Why flashcards beat re-reading
Testing-effect research is one of the most consistent findings in cognitive psychology: students who retrieve information from memory remember it far longer than students who re-read the same material the same number of times. Flashcards are a structured delivery mechanism for retrieval practice.
Five flips, not five reads
If you find yourself staring at the back of a card you can't answer — close it and move on. The value is in the attempt to retrieve, not in passively reading the answer.
How our flashcards work
- 1Pick a topic or a weak area from your dashboard.
- 2Generate a flashcard set — typically 20-40 cards per set.
- 3Work through with the flip UI: prompt on the front, fact on the back.
- 4Mark each card as correct or incorrect. Incorrect cards come back sooner.
- 5Organise sets into collections — by specialty, by week, or by exam focus.
High-yield facts only
A common flashcard failure mode is too many cards with too little yield per card. Fifty flashcards that each test a high-yield fact beat five hundred that each test something you'll never see in a stem.
Our generation pipeline filters for facts that:
- ✓Appear in multiple questions across the bank (high test-frequency)
- ✓Are quick enough to retrieve in under 10 seconds
- ✓Lend themselves to a clear question-answer pair (not vague 'discuss X' prompts)
Frequently asked questions
How does this compare to Anki?+
Anki is a general-purpose spaced-repetition system that you load with your own cards.

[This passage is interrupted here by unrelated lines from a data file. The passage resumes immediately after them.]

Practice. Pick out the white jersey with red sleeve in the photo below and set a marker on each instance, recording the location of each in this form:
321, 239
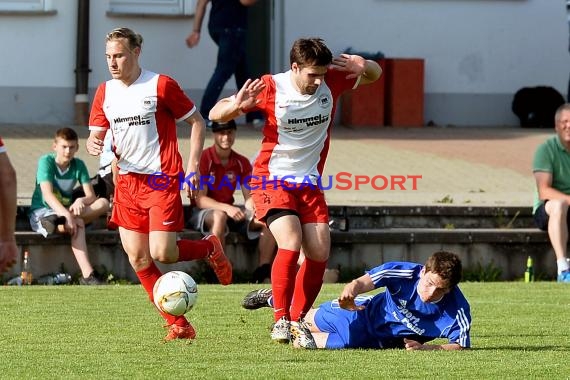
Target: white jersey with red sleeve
296, 135
142, 118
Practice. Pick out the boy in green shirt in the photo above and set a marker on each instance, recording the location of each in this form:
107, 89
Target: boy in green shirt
53, 206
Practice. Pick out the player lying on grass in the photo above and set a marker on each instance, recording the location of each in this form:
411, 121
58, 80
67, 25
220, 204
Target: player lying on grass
420, 303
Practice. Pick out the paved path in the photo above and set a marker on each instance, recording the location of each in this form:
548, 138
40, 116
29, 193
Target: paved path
458, 166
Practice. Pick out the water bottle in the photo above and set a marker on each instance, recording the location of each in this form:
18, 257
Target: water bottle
26, 274
529, 272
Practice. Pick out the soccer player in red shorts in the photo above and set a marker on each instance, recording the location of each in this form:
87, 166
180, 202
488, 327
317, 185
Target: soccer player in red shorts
8, 206
299, 107
140, 108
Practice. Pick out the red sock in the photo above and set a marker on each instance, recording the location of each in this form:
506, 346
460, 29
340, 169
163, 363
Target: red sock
148, 278
189, 250
307, 286
283, 280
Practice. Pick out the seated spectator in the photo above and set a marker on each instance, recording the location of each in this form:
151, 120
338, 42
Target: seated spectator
8, 202
52, 207
551, 169
223, 170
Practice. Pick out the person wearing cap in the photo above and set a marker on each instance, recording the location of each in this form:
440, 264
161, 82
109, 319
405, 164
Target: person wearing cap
223, 171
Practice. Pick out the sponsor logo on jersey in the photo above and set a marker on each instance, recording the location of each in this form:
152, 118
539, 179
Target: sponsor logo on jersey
132, 121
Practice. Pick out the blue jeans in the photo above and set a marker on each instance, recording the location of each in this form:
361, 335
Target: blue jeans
231, 60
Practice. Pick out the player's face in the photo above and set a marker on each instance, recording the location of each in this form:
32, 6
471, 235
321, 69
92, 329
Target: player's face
307, 79
224, 140
563, 127
122, 62
64, 150
432, 287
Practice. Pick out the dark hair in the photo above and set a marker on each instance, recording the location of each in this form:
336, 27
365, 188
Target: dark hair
134, 39
310, 52
563, 107
66, 134
447, 265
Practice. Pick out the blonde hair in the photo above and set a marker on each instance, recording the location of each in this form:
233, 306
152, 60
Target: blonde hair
134, 39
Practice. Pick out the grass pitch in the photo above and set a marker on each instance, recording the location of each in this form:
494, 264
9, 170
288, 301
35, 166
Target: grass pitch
74, 332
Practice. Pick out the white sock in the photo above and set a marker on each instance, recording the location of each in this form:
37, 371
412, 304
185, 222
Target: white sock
562, 265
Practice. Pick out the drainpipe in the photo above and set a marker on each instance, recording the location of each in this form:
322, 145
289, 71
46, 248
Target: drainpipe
82, 64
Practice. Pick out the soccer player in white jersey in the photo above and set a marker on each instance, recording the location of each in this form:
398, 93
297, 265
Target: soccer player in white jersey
140, 108
299, 107
420, 303
8, 207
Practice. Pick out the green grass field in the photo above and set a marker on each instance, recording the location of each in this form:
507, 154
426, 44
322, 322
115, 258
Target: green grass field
519, 331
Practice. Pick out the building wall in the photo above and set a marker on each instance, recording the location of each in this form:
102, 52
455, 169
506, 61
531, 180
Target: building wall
477, 53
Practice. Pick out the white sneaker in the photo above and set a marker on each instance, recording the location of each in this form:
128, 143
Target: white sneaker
301, 336
281, 331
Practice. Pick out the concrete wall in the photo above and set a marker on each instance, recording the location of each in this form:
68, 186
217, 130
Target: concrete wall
477, 53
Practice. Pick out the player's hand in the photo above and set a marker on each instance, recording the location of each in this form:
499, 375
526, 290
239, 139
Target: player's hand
8, 254
193, 188
235, 213
355, 65
246, 97
193, 39
77, 207
347, 303
412, 345
94, 146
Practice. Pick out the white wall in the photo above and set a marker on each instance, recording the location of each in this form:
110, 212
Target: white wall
477, 52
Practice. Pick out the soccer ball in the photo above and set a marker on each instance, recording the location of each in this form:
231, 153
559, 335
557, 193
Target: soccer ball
175, 293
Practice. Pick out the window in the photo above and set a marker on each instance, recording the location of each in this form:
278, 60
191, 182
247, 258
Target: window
26, 5
153, 7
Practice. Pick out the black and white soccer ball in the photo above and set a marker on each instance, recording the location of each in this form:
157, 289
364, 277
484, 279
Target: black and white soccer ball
175, 293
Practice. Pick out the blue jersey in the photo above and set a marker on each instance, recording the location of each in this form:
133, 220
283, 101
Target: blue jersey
396, 313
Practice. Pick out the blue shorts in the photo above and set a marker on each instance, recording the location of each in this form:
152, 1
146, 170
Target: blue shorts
347, 329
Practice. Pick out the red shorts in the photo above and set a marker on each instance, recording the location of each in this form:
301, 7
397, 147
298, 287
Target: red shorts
145, 203
308, 202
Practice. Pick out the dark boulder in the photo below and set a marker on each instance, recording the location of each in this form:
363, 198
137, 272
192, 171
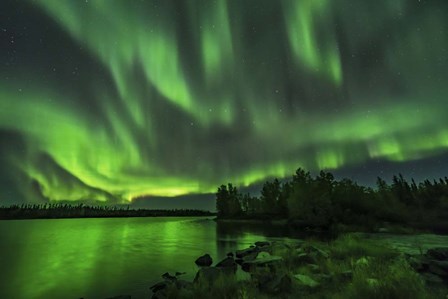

Our flashcards are curated to the UKMLA/PLAB blueprint and generated automatically from topics — less setup, less filler, less time to get started.
Can I create my own flashcards?+
Generated sets are the primary workflow today; custom card creation is on our roadmap.
Are the cards spaced?+
Incorrect cards come back sooner within a session, and collections let you revisit sets on a schedule you control. A formal spaced-repetition scheduler is planned.